Review by Sean Boelman
Mystify: Michael Hutchence, directed by Richard Lowenstein, is a new music documentary about the eponymous frontman of iconic rock group INXS. Although the film is ultimately quite conventional, Hutchence’s story is interesting and Lowenstein’s approach to it is unique enough to make this a must-see for fans of the musician.
The movie explores Hutchence’s life and career from his rise to fame with INXS to his unfortunate death in 1997. For a film coming out years after the passing of its subject, and without any special occasion commemorating its release (such as an anniversary of an important event in Hutchence’s life), the movie does a good job of making itself feel like more than a nostalgia-driven cash-grab. Instead, it’s a reflection on the ups and downs in the life of a troubled artist.
Hutchence obviously has a large fanbase because of the popularity of the band which he fronted, and his story is one of the more well-known cautionary tales about the cost of fame. Lowenstein presents the musician in a way that does not idolize him, but portrays him as the flawed human he was, struggling with issues that many cope with on a daily basis. As a result, the film allows viewers, particularly fans, to feel closer to Hutchence than ever before.

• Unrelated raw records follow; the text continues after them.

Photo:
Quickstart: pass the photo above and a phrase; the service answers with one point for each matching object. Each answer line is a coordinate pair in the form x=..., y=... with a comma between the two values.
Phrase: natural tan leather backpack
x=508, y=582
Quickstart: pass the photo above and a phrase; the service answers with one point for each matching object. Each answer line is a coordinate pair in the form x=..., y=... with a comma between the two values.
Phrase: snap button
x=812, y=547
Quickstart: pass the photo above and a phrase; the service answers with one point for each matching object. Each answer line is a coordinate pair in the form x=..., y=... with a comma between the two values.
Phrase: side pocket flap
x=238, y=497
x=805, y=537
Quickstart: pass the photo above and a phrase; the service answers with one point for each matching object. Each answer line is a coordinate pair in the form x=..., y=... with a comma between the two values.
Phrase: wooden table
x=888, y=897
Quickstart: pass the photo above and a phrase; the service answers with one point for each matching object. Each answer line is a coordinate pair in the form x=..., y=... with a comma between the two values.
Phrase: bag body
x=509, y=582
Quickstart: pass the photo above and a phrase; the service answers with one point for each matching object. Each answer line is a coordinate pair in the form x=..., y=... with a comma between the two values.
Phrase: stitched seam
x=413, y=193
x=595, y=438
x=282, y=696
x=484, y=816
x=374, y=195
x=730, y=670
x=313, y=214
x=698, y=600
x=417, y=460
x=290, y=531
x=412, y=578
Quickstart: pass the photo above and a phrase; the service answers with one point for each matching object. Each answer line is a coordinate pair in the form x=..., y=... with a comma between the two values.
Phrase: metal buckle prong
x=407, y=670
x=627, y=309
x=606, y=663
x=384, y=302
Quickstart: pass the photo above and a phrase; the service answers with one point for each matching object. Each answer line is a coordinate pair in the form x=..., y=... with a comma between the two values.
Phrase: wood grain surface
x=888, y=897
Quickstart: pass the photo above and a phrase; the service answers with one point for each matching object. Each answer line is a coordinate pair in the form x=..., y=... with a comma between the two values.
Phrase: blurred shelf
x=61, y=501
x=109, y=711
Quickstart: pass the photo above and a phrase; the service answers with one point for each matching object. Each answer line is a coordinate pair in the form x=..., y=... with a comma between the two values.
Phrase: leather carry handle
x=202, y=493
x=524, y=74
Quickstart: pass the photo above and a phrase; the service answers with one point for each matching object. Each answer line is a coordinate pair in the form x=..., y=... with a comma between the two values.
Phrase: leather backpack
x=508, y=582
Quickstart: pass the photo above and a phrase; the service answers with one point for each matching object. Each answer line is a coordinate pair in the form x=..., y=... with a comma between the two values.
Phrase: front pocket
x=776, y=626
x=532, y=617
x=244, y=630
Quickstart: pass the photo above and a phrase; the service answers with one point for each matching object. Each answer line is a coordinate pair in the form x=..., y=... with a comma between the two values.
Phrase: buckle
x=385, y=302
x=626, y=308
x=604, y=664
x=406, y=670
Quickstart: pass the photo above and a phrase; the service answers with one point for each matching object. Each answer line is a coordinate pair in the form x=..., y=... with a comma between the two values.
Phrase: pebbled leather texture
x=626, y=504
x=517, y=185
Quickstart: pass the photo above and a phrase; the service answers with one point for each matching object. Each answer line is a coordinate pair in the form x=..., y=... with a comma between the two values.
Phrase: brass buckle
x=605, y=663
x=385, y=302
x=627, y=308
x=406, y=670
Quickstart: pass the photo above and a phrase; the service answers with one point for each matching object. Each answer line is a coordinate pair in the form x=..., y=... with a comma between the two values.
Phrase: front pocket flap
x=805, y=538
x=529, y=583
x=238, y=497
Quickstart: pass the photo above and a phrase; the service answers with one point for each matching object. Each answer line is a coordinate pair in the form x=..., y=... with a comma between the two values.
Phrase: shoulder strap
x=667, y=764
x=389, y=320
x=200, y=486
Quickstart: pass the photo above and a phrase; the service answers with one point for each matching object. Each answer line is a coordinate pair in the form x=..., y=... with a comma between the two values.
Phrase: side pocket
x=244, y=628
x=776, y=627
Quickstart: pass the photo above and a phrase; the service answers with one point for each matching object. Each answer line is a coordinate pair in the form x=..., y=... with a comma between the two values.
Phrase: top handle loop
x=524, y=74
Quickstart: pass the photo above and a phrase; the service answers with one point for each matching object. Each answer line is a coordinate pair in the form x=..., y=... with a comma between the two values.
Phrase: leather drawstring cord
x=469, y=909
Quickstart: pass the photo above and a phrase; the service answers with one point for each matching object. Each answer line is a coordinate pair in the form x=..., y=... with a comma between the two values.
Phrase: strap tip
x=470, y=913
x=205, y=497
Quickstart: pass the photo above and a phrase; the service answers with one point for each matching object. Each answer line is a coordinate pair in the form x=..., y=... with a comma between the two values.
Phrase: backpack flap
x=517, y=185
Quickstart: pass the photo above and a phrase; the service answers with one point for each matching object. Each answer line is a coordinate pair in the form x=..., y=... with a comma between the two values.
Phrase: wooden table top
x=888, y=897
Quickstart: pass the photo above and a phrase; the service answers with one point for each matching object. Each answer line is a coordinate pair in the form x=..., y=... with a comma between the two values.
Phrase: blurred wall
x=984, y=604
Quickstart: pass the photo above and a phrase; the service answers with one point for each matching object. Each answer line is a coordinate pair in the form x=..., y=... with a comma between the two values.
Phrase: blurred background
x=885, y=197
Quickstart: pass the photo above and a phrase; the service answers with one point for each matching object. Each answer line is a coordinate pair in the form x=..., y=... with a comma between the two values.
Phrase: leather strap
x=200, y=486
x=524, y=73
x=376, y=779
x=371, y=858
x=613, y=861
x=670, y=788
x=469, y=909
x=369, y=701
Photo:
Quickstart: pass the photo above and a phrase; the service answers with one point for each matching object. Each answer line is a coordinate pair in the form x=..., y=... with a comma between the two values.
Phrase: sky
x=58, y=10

That said, the movie does fall victim at times to feeling a bit too sanitized. Even though Hutchence’s struggles with depression are presented in a very truthful and matter-of-fact way, these struggles don’t receive enough of the screen time. While it is nice to see these issues depicted on screen at all, one can’t help but feel like this story had the potential to be the vector to sway public opinion.
The pacing of the film is admittedly a bit tedious at times because it does follow the formula of the traditional rock doc pretty closely, but ultimately, there are interesting segments spread throughout that will keep the audience’s interest. However, these more fascinating portions, such as an exploration of Hutchence’s image and how it affected his depression, are often glossed over in favor of the more well-known music industry elements.
Archive footage from INXS concerts are sprinkled throughout and will satisfy fans’ cravings to hear some of the band’s greatest hits, but these songs perhaps could have been used more effectively to back Hutchence’s story. Other soundtrack choices, such as the inclusion of a song by French musician Serge Gainsbourg, are entertaining but distract from the primary narrative.
Lowenstein does a very good job of assembling the movie in a way that feels compelling and personal. Likely the most interesting decision that he makes is to use Hutchence’s own words from archive interviews to provide a narration, and this allows the audience to connect with the film on another level. Even though Hutchence is no longer alive, it is great to hear his story from his own mouth.
While it is certainly conventional, Mystify: Michael Hutchence delivers a compelling rock doc that takes advantage of the tragic story of its subject. It isn’t the most uplifting of films, but the message this story holds is an important and timely one.
Mystify: Michael Hutchence plays in theaters for one night only on January 7.